I tried alot of stuff and went far as taking a general $A$ matrix and trying to apply it and I feel that I'm missing something and I'm not in the right direction.
Note that I would be happy to get all types of answers but this question is intended to be solved using determinant properties.
Any help is appreciated, thanks in advance.

EDIT: I have not learnt Cayley-Hamliton theorem yet, and looking for a solution without it.

Answer 1

You can take advantage of the small size of the matrix $A$.

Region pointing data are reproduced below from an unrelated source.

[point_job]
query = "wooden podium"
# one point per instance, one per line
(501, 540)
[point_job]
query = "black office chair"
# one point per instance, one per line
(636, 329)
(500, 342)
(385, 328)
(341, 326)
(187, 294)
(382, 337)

All you need is to work out the following cases by hand: $$ \begin{pmatrix} 0&0\\0&0 \end{pmatrix},\quad \begin{pmatrix} 0&1\\0&0 \end{pmatrix}. $$

Once you work out the simple cases, find a relation between $\det(tI-J)$ and $\det(tI-BJB^{-1})$ and show that you can write $A$ as $A=BJB^{-1}$ for some matrix $B$.

Answer 2

$$\det \begin{pmatrix} t - a & -b \\ -c & t - d \end{pmatrix} = t^2 - (a + d)t + (ad - bc)$$

Since $A^2 = 0$, we have $ad - bc = 0$.

If $a + d \neq 0$ then setting $t = a + d$ we have that $\det(tI - A) = 0$. On the other hand,

$$ (tI - A)(\alpha I + \beta A) = I$$

has a solution (try to find it). So $tI - A$ is invertible if $t \neq 0$. But then $a + d$ cannot be non-zero.

Answer 3

Here is yet another way to show it:
In some extension field (in this case we can just take $\Bbb C$ of course) the characteristic polynomial $\det(xI-A)$ will split into linear factors. Let $\lambda\in\Bbb C$ be any zero of it, i.e. $\det(\lambda I-A)=0$. Then $\lambda I-A$ is not invertible, hence there is a $v\in\Bbb C^2$ (an 'eigenvector') with $v\ne0$ and $(\lambda I-A)v=0$. So we get $Av=\lambda v$. Applying $A$ again gives us $$0=A^2v=A\lambda v=\lambda^2 v$$ Therefore $\lambda^2=0\Rightarrow \lambda=0$. Hence $\det(xI-A)$ has only one zero in $\Bbb C$, namely $0$ (not counting multiplicity). Therefore $\det(xI-A)=x^2$.
Of course this proof generalizes immediately to higher dimensions.

Answer 4

If $A^2=\pmatrix{a&b\\c&d}\pmatrix{a&b\\c&d}=\pmatrix{a^2+bc&b(a+d)\\c(a+d)&bc+d^2}=\pmatrix{0&0\\0&0},$

then $b=0$, in which case $a=d=0$, or $b\ne0$, in which case $a=-d$ and $c=\dfrac{-a^2}b$,

so $A=\pmatrix{0&0\\c&0}$ or $A=\pmatrix{a&b\\\dfrac{-a^2}b&-a}$.

Can you take it from here and compute $\det(tI-A)$ now?